32. Encouraging the scientific community to use plain language to bring bushfire information and expertise to the broader community, ensuring evidence-based justification and risk assessment of all prescribed burns.

33. Improving the scientific accountability of fire management and mitigation measures.
 

Planning

34. Planning schemes that site houses and subdivisions such that fire mitigation work is not required on public land.

35. Incorporating bushfire risks regulations for the location and maintenance of plantations.

36. Changing government plans for logging state forests adjacent to residential interface to reduce flammable regeneration.
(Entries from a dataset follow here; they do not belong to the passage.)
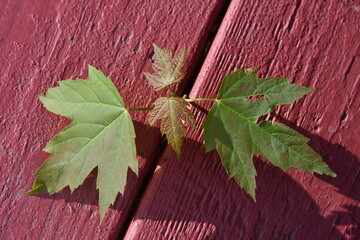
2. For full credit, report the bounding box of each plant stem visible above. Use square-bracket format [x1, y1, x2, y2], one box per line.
[127, 98, 217, 111]
[128, 106, 154, 111]
[167, 85, 177, 97]
[185, 98, 218, 102]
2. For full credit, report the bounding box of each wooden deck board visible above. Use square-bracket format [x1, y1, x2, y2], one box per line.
[124, 0, 360, 239]
[0, 0, 226, 239]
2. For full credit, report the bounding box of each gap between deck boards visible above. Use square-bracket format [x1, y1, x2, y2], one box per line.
[117, 1, 232, 239]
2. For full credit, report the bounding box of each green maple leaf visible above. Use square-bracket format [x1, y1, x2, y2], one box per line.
[203, 69, 336, 199]
[148, 97, 196, 158]
[27, 66, 138, 221]
[143, 44, 186, 91]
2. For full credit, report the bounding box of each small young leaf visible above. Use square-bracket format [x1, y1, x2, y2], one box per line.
[28, 66, 138, 221]
[144, 44, 186, 91]
[203, 69, 335, 199]
[148, 97, 196, 158]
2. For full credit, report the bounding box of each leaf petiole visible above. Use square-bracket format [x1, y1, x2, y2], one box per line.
[185, 98, 218, 102]
[127, 99, 219, 111]
[127, 98, 217, 112]
[128, 106, 155, 111]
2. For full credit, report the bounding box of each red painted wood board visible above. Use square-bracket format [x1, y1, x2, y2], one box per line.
[124, 0, 360, 239]
[0, 0, 227, 239]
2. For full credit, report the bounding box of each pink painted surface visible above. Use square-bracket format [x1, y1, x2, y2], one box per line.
[0, 0, 226, 239]
[125, 0, 360, 239]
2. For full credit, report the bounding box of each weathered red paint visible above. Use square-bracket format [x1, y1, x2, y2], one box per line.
[0, 0, 226, 239]
[124, 0, 360, 239]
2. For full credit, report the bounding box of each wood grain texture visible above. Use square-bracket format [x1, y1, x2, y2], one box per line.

37. Reconciling ‘fire zones’ with ‘planning zones’ and identifying high fire risk zones to limit subdivision in dangerous interface areas.

38. Increased funding for fire risk and land management practices undertaken by First Nations peoples.

39. Support cultural burning being practiced by First Nations peoples.

Fire Emergency Services

40. The provision of well-resourced fire emergency services.

41. The provision of technologically up-to-date rapid fire-detection systems and equipment.

42. Continued development and deployment of emergency community alert systems to ensure the most effective, broad ranging alert systems are in place.

43. Streamlined fire services administration to ensure more immediate and direct responses to emergency situations.

44. Providing integrated state fire services.

45. Review of staffing and stations in new peri-urban areas and regional interface areas.

46. Ensuring emergency telephone systems are adequate for the task and are properly staffed to prevent excessive delay (or failure) in times of fire disaster, in conjunction with full radio coverage.

47. Measures to address fragility of modern telecommunications systems during bushfires.

These state policies were last amended by members at a policy forum held on 14 June 2025.